そもそも、ポートレートモデルをやってみたい!と思ったきっかけというのが
美しい自然や日常や人間を被写体とした写真を観るのが好きなだけだったのが
「私は人の目からどのような人間に映っているのだろう?」と疑問に感じるお年頃になったからでした。
「撮影されたい」というより、写真というものは真実を正直に写すものだと信じていたので、
ファインダー越しに見える私は私そのもので、綺麗に写して!より、私の根暗だったり寂しさや偏屈な性格を全部写真で見てみたいという完全なエゴでした。
フォトグラファーからすると「美しいものを残したい」ので、この子綺麗に写りたくないのかな?なぜ笑顔にならないんだろう、どうして撮影されたいんだろうと不思議に思われたかと思います。
当時は、申し訳ないくらい困惑させただろうな…と思います。
それが、ポートレートのあり方を被写体なりに考えるようになりました。
同じ感動や穏やかさを共有し、その空間を残したいからシャッターを切るのではないか、と勝手に想像しました。
私は極度の人見知りな上、コミュニケーション能力や表情が乏しく、他人をプライベートで楽しませることは苦手です。
ですが、何も話さなくても落ち着くな…と感じさせることはもしかしたらできるかもしれません。
そして、「なんなんだこの子?能面だけど何考えてるんだろ。」と思って下さった物好きな方は知ろうとしてくださるかもしれません。
作品を展示してくださった中野さんに初めて撮影していただいたのは23歳のときでした。
何百とシャッターを切ったあとに「君はどうしたら笑顔になるの?」と呆れられたのを覚えています。
尖って「お酒を飲んで下ネタを言っていれば、表情も穏やかに開放的になります」と答えたら本当にワインを飲まされたのでした。

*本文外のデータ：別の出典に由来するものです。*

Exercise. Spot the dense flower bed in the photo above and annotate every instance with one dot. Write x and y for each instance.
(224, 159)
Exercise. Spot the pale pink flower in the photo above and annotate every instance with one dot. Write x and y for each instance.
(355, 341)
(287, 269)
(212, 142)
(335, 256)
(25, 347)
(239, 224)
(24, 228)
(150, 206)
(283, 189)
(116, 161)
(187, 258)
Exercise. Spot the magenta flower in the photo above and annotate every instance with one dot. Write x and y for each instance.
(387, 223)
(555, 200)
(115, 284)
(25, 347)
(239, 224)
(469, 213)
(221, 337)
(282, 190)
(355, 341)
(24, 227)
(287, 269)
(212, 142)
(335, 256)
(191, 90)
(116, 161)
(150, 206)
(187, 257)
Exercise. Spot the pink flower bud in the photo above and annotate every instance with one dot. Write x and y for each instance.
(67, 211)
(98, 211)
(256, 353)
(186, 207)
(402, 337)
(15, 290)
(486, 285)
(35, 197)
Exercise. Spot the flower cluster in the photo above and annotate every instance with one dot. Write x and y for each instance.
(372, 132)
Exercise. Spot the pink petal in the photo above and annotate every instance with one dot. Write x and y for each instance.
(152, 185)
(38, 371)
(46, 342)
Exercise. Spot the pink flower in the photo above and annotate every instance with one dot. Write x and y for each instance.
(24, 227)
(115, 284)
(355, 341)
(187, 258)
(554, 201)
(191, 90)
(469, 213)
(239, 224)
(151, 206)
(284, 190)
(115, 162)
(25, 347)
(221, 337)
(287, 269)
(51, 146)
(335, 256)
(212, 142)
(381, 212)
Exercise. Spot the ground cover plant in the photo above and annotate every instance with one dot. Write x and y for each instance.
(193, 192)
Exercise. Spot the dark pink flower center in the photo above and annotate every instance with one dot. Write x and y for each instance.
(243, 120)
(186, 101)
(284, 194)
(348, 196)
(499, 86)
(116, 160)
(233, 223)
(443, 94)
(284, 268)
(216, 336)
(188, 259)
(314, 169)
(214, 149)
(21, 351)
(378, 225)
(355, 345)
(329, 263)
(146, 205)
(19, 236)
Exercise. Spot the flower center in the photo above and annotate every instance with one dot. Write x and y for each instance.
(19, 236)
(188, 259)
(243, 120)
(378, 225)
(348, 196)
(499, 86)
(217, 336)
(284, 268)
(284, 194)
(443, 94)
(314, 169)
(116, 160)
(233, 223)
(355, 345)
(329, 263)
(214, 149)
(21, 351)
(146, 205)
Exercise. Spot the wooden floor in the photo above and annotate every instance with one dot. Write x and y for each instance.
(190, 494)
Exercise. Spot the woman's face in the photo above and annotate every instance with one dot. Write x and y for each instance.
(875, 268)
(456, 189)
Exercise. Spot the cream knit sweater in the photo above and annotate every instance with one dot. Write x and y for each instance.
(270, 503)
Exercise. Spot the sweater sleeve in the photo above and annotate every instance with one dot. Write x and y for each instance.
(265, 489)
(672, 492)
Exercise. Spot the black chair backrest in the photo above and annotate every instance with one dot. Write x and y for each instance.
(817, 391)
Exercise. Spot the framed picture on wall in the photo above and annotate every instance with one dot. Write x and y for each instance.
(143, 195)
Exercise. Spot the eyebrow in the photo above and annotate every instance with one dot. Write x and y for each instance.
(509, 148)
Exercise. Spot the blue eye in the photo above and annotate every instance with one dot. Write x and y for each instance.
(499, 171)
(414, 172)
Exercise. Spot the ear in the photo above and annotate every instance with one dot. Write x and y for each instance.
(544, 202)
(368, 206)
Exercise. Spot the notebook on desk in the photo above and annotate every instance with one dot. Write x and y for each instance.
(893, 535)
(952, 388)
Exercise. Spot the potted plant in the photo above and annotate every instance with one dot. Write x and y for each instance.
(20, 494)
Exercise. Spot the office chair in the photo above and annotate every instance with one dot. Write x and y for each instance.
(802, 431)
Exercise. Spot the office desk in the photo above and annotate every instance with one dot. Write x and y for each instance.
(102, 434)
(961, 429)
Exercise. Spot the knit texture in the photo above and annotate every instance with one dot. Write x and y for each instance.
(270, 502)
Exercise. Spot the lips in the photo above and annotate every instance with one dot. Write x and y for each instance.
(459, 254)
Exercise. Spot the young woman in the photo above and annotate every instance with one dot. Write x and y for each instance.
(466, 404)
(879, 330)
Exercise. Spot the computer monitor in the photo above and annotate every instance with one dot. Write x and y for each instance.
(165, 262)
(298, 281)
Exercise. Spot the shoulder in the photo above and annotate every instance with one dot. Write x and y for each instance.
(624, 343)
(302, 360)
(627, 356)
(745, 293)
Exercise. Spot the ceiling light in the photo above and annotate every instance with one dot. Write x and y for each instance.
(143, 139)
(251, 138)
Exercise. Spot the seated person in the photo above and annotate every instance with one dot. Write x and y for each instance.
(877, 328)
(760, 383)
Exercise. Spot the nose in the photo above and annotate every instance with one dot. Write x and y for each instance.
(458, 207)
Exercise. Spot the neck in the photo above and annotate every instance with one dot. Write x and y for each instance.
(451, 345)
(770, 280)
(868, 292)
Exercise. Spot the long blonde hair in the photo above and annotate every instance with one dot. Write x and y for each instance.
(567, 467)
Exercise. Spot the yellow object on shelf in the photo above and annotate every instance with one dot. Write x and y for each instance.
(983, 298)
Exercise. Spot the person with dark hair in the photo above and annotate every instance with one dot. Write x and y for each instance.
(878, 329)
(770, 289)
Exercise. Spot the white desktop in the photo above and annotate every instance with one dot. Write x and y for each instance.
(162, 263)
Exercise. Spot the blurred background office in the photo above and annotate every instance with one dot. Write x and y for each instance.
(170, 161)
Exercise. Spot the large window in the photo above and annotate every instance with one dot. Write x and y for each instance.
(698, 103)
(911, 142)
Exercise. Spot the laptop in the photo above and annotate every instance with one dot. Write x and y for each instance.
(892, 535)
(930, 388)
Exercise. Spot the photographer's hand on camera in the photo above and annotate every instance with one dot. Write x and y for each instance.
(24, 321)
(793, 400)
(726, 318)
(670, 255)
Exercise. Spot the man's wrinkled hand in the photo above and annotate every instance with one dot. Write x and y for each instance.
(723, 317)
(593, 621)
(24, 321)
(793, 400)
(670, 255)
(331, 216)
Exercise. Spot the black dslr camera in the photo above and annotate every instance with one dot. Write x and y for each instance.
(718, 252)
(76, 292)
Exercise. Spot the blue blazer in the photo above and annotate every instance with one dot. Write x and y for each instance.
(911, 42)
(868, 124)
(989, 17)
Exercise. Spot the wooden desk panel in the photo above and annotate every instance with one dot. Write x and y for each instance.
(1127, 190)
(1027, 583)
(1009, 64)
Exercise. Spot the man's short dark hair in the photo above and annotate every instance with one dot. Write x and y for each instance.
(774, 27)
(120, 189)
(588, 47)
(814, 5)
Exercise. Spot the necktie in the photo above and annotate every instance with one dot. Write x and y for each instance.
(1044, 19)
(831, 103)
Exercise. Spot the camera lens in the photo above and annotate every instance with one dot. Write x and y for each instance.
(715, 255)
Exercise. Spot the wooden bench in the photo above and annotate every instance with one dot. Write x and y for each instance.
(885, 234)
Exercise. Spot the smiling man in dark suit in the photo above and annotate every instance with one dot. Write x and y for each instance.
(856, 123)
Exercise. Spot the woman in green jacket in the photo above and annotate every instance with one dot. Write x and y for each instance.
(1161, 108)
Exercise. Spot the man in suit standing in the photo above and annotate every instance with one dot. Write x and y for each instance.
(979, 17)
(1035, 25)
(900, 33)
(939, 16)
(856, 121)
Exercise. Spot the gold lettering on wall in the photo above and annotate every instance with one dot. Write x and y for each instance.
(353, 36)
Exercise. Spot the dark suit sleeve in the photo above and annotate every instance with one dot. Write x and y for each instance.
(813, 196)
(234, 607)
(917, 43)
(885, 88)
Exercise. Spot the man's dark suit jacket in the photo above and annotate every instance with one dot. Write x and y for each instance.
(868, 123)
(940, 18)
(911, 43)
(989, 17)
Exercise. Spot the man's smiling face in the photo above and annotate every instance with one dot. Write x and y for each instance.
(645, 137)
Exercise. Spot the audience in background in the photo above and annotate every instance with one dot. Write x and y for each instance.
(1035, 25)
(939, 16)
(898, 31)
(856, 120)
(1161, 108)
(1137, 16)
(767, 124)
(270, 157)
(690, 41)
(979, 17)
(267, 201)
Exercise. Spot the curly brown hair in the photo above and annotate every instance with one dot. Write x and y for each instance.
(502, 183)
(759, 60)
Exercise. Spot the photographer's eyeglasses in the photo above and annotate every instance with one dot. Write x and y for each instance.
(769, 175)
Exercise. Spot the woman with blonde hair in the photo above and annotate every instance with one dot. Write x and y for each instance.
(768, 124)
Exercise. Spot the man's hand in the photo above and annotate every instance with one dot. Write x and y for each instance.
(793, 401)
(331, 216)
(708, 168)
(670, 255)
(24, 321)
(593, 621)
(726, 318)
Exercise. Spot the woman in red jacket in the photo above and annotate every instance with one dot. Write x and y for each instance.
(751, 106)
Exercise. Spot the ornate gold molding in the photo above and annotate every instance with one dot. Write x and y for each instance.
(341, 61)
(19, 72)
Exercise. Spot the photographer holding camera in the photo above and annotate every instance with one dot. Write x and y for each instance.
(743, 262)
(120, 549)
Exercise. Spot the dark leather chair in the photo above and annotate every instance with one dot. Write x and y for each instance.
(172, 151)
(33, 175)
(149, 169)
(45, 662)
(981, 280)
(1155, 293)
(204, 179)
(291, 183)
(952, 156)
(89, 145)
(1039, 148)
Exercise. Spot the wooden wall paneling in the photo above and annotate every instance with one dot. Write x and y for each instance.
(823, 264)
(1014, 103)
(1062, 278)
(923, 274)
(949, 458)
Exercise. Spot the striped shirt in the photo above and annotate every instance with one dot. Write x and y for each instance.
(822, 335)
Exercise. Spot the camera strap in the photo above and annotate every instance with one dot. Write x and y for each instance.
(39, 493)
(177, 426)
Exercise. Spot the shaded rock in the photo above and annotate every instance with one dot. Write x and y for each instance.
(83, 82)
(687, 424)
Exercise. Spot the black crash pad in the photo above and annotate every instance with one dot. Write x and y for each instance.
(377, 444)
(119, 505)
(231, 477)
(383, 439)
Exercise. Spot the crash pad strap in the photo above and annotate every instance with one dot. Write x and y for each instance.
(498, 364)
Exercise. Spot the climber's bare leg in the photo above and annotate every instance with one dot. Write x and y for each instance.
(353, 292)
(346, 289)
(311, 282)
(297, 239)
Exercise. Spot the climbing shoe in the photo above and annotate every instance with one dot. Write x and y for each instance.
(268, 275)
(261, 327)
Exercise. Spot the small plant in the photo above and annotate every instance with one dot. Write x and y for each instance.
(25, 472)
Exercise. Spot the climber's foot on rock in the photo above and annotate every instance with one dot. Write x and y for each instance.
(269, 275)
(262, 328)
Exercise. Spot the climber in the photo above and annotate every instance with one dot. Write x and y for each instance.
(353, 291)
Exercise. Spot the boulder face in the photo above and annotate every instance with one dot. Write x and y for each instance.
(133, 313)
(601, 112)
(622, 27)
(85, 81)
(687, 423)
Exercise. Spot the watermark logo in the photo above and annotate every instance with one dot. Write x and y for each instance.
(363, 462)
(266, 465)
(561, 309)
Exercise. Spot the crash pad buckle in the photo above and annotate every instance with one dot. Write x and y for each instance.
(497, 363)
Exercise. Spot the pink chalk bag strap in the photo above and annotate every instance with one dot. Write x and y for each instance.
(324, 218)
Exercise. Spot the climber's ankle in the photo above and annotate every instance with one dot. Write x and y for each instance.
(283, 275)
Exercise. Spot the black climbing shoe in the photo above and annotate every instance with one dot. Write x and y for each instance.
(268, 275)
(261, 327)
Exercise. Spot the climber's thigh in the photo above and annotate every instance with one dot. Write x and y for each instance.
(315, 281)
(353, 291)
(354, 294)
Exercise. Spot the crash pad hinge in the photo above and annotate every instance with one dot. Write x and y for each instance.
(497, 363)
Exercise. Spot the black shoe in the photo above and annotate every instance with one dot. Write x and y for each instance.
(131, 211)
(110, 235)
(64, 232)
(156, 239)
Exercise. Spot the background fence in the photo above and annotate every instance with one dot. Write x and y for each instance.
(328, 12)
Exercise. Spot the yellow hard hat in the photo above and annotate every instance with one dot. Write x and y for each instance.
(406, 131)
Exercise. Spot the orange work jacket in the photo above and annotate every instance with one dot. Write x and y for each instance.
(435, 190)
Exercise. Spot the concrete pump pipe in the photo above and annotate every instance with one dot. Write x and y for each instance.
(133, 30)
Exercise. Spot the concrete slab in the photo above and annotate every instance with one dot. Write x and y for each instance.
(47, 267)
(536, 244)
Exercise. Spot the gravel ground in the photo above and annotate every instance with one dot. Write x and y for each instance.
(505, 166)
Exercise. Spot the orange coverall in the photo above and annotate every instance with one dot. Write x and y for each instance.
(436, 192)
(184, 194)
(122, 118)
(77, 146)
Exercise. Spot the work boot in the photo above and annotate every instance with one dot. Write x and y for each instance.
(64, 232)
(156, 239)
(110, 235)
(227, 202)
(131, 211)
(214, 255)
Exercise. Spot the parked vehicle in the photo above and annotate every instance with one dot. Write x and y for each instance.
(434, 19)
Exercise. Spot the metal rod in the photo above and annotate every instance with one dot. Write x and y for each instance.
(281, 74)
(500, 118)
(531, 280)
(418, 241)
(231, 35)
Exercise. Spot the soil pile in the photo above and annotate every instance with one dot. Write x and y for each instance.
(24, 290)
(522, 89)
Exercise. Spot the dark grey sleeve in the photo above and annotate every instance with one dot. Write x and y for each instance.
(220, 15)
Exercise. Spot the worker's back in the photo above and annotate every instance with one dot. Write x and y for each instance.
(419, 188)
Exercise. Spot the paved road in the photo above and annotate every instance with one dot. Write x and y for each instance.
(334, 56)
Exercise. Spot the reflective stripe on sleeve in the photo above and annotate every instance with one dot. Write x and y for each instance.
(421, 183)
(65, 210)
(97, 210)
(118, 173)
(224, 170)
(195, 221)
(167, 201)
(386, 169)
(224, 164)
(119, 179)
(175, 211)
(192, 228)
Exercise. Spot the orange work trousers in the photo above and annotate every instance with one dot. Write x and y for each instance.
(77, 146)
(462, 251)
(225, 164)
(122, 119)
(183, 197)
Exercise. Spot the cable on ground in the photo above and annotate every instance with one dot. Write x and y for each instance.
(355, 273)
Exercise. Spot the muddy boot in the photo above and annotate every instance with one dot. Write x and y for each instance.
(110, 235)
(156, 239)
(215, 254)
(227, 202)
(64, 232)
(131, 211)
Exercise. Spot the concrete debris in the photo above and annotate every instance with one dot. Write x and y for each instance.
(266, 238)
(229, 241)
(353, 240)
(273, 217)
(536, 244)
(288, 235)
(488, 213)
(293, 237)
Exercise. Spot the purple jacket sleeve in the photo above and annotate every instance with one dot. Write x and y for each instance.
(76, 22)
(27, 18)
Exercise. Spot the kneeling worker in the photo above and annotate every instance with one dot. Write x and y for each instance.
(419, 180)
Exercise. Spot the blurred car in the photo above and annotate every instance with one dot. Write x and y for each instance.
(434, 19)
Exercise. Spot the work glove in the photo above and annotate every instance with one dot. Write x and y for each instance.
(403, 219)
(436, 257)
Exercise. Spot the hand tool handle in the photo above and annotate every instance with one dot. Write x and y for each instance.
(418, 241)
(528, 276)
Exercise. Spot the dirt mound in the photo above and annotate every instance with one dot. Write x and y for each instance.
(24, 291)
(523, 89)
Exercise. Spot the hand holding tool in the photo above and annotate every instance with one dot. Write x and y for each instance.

今、私は27歳で今回の作品は久々なポートレート撮影だったのですが…
撮影前に「人間性を風景と投影させたものを撮影してほしい」とわがままをいいました。
私は役者や表現者をやっているけど、
ポートレートに関しては明るいハツラツとした美人を演じることに嫌悪感を感じるのです。それは演じた誰かであって私自身ではないからです。
「君はそのままで無表情でいいんだ」と中野さんからは絶対きくことのなかった答えをいただきました。
暗い冷たい3月の逗子海岸
孤独感だったり野望だったり複雑な気持ちが大きな波と共に映ったものが一枚でもあれば嬉しいなと思っていました。
その中の一枚を選んでくださいました。